August 9, 2011
Citizen Responds to Third Circuit Court
En Banc Ruling Against Motion to Vacate
The Third Circuit En Banc Court on Monday upheld judge Greenaway’s refusal to recuse himself for what can only be described as a criminal conspiracy and cover-up by the entire Third Circuit judiciary in an obvious conflict of interest issue in the Purpura v Sebelius case.
Detractors have attempted to maintain that the court is only acting under the de-facto officer doctrine, and that is a valid justification for the En Banc refusal to uphold the rule of law.
The de-facto officer doctrine does not apply in this case. It might apply for military personnel, or for Obama carrying out the laws that were already on the books, or for some limited executive orders powers within the Executive branch of government, but it cannot apply to those whose position and authority is obtained by willful fraud and knowing criminal conspiracy which includes any judges’ appointments, or other appointments that require the consent of Congress, when that very Congress knows that Obama is not legitimate and are themselves refusing to obey the will of the People (Constitution) in an outright willful rebellion of unlawful authority against the People. This ruling is not a ruling based upon the de-facto officer doctrine; rather, it is an unlawful political statement that the resistance by the People to the willful, unlawful, usurped authority of the government, within every branch of government, including this Third Circuit court, will not be tolerated or permitted no matter what the rules of due process say. This is a prime example of how broken the system is, and corrupt.

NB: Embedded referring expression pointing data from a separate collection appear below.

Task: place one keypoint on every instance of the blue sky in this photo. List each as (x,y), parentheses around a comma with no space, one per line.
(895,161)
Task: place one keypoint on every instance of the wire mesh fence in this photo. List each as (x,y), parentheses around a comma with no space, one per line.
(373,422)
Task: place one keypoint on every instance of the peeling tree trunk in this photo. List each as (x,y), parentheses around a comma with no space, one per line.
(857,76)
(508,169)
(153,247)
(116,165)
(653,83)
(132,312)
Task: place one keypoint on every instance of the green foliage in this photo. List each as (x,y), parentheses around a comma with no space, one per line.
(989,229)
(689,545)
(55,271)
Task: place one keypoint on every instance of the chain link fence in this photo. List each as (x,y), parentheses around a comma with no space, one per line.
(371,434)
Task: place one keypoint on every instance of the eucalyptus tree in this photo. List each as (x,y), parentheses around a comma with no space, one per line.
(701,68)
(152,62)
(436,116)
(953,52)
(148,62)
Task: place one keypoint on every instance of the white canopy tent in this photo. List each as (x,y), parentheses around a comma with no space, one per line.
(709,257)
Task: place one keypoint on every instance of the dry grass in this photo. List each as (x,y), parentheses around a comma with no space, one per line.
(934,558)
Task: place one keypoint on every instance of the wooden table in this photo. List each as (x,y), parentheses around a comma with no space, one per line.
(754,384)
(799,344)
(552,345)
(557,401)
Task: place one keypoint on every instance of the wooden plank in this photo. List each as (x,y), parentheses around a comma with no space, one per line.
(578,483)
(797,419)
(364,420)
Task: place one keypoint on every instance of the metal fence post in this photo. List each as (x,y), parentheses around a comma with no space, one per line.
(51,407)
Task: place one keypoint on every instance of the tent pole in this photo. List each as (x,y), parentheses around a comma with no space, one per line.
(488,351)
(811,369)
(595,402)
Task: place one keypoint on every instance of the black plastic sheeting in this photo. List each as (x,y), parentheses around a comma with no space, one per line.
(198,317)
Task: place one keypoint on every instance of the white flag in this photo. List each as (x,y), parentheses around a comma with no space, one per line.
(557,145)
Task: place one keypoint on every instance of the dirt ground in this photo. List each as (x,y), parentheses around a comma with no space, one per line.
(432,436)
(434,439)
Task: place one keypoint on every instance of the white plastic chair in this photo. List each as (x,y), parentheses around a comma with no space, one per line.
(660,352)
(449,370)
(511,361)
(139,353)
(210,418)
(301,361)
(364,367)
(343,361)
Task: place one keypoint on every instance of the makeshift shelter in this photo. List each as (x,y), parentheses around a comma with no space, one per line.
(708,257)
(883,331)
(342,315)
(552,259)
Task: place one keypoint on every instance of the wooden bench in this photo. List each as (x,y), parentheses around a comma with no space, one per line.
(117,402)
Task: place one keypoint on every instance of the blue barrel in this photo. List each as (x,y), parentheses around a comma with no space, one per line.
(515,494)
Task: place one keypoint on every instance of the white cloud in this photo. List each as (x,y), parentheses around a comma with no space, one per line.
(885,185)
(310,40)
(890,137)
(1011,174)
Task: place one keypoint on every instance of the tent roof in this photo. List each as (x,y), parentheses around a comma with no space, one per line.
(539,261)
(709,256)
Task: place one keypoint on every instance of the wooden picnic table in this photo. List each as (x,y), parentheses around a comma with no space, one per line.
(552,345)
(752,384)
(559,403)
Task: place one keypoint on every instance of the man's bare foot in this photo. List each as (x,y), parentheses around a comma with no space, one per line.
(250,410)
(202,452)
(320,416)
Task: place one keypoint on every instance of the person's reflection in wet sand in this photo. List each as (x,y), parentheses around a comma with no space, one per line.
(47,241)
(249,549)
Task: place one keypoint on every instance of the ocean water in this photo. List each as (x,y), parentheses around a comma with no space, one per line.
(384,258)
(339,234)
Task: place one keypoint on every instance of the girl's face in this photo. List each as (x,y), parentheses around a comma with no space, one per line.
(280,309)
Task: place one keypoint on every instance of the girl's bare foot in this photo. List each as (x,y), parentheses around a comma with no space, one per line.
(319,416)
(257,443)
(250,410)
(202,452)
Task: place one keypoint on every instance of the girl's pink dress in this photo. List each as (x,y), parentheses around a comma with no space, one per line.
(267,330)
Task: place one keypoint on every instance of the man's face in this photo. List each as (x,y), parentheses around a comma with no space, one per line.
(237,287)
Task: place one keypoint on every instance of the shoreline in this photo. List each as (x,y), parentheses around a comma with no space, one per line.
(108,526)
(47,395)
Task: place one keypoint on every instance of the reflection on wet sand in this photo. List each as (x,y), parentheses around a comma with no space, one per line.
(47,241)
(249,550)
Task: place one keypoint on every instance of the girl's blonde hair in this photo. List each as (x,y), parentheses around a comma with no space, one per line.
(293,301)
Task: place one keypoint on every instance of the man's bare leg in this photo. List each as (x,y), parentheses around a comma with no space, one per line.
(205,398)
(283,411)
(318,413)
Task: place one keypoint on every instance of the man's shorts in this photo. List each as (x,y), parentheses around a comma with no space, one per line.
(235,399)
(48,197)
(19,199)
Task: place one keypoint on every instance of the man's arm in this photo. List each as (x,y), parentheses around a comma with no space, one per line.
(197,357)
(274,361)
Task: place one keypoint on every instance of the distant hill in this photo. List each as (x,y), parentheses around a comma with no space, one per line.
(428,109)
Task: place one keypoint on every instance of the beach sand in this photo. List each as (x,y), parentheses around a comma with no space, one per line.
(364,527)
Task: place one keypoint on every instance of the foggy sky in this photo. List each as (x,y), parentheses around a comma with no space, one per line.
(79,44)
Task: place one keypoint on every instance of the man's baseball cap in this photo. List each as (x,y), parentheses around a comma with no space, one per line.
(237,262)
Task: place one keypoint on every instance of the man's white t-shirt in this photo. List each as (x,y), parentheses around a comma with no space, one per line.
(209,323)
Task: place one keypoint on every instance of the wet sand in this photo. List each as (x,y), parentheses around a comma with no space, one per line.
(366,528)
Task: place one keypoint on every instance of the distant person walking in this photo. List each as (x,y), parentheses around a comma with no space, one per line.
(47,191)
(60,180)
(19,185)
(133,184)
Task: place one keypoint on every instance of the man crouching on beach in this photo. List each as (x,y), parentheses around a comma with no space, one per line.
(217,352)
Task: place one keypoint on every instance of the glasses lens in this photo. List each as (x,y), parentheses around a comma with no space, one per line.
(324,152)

The entire problem with the analysis of the detractors is their belief that there is any question regarding Obama’s legitimacy, or that it takes a judicial finding to establish what is meant by “natural born” or that Obama is not a lawful President. Their analysis is like saying that if a foreign government invades and establishes a rival unlawful government, the people have no rights in the law or due process to resist this unlawful government. They are saying that the laws of Nature that govern all humans (natural born) are a matter only for the courts to determine and establish and is their purview alone, and not under the authority of the sovereign People to comprehend and apply in order that the government and law is a tool belonging to the People for their benefit. If the de-facto officer doctrine applies in this situation, then the entire relationship of who is the master and who is the servant is reversed and the government is a power unto itself, and there is no point to the Constitution at all, and there can never be any conflicts of interest. Taking their analysis a step further, Eric Holder cannot be in a conflict of interest then, or be compelled to prosecute Obama for any crimes he might commit or has committed, because his appointment is lawful by the de-facto officer doctrine. Therefore, any criminal complaint brought to the Justice Department against Obama can just be quashed and hidden behind his sovereign immunity making Obama to be above the rule of law by the de-facto officer doctrine, so that he can commit any crime and get away with it. I don’t think this is what was ever intended by the use of the de-facto officer doctrine.
The natural born wording in the Constitution is not there for the judiciary or government to interpret and tell the People what it means or does not mean. We the People wrote it in plain English, and it is obvious that it means an inherited citizenship from a U.S. citizen father or parents plural, and it has nothing at all to do with your place of birth or whether or not you are born into the privilege of citizenship. Obama is clearly a criminal usurper and knows he is not qualified. Congress obviously knows he is not qualified and so do the court and judges. The judges knew when they were appointed that Obama was not legitimate and had no lawful authority to make their appointments, but they did not care and went along with it fraudulently. They are all engaged in a criminal conspiracy to keep their jobs and power over the people and prevent the People from having any control over their own government or rule of law.
The Obama supporters and the government are hiding behind technicalities of law that might apply in innocent civil situations where the appointees are not to blame for their appointment. That is not the case here. This is a criminal conspiracy case with the appointees actively involved in the unlawful activity and who are themselves responsible for their own condition. To say that their appointments and actions are protected by law is a mockery of truth, justice, and the rule of law. It is the criminal corrupt nature of both the appointment and the appointee that is at issue and why there is an obvious conflict of interest in this case. If everyone involved in these appointments is knowingly acting without lawful authority, which includes Obama, the Congress and the appointees themselves, then what you have is a criminal racketeering enterprise going on to deprive the citizens of the rule of law for personal gain. To say that this is permitted by the de-facto officer doctrine is an insane analysis of the situation and overturns the entire concept of natural sovereignty and a government base upon the rule of law.